NELC Students and Theatre Group Bring Shahnameh into Life

Submitted by Rick Aguilar on

This spring quarter, the students in Persian 454, taught by Prof. Aria Fani, translated excerpts from the "Legend of Siavash" from the Shahnameh of Ferdowsi into Korean, Urdu, Arabic, Spanish, and English (including Shakespearean English). Here you can listen to and read their beautiful translations. The course aimed to make the study of the Shahnameh more accessible by exploring different models of historicizing, reading, reciting, and translating it.

Throughout the course, students listened to and interacted with a diverse group of speakers who animated different aspects of the Shahnameh. Prof. Naghmeh Samini (University of Tehran and NELC affiliate) spoke about dramatic retellings of the Shahnameh, particularly the oral form of naqqali. Prof. Sam Hodgkin (Yale University) discussed the shifting reception of the Shahnameh in the Soviet Union in the twentieth century. Dr. Jawad Ramyar (University of Herat) talked about how he connected with the Shahnameh while growing up in Afghanistan and how he’s discovering it anew with his young daughters. Salome MC, an Iranian rapper, producer, and multimedia artist, spoke about the relevance of the Shahnameh to the formation of rap and hip hop music in Iran. And Prof. Chris Waldo (UW Classics) talked about the changing meaning of epic as a category.

During the final week of classes, a San Diego-based theater group visited the University of Washington for a public-facing dramatic recitation of the Shahnameh. This event was a collaboration between NELC and the non-profit organization Peyvand. The theater group was led by the veteran play-actor Mahmoud Behrouzian, and included Prof. Rana Salimi (University of San Diego), Nazanin Ghaziari, Dadyar Vakili, and Reza Khabazian (joining via zoom). On June 1, the group attended the recitations of the Persian 454 students. Each student had selected a different section of the Legend of Siavash and translated it into five different languages.

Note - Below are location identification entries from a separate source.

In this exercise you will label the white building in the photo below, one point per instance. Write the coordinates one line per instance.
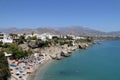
(5, 38)
(44, 36)
(31, 35)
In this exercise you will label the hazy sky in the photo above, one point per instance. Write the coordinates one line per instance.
(96, 14)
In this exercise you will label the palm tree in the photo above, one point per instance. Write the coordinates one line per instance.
(4, 69)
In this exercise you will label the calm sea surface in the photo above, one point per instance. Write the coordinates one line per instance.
(98, 62)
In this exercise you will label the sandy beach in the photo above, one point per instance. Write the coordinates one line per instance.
(26, 68)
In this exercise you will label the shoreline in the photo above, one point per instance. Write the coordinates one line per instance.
(50, 53)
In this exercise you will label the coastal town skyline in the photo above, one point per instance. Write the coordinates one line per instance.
(101, 14)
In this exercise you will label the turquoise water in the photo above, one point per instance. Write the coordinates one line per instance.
(98, 62)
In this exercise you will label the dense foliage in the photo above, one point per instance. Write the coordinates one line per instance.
(4, 69)
(15, 51)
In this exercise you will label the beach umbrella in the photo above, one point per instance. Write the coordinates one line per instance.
(7, 55)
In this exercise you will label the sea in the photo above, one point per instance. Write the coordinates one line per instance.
(97, 62)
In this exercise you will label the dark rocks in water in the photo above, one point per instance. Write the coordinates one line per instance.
(58, 56)
(65, 54)
(83, 46)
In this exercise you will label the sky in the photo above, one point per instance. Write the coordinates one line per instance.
(101, 15)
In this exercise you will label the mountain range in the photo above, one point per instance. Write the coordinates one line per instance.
(75, 30)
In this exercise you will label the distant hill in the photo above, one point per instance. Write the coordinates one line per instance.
(75, 30)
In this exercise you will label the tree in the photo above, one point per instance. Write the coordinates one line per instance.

On June 2, an audience of 90 people from the university and the Seattle Iranian community attended the group’s dramatic reading. After the performance, Prof. Samini facilitated a panel discussion featuring Mr. Behrouzian and Prof. Salimi. The panelists challenged nationalist framings of the Shahnameh as a sacred relic of a timeless Iranian identity and highlighted the urgent need to create more contemporary adaptations of the text. The panelists said that the students’ translations deeply inspired them, serving as a dynamic model for making literary connections across genres and languages. “I never thought I’d be able to hear Ferdowsi’s voice come across so powerfully in Korean or Spanish, languages I don’t even understand,” said Behrouzian.

Minsoo Jeon, a student in NELC’s Turkish and Ottoman Studies MA program, said that the “opportunity to read the Shahnameh closely and translate part of it into our first languages was fantastic. I was truly fascinated by the dramatic recitation because I could understand what they were conveying. It was one of the most resonant performances that I have ever watched.” Several audience members, representing different generations of Persian speakers from the Seattle Iranian community, said that NELC students and the performers had inspired them to pick up the Shahnameh again, a text that they find intimidating and inaccessible. As Prof. Samini explained, “For works of classical literature to occupy a more central place in our lives today, we need to continue opening them to creative and collaborative projects across different genres, disciplines, and languages.”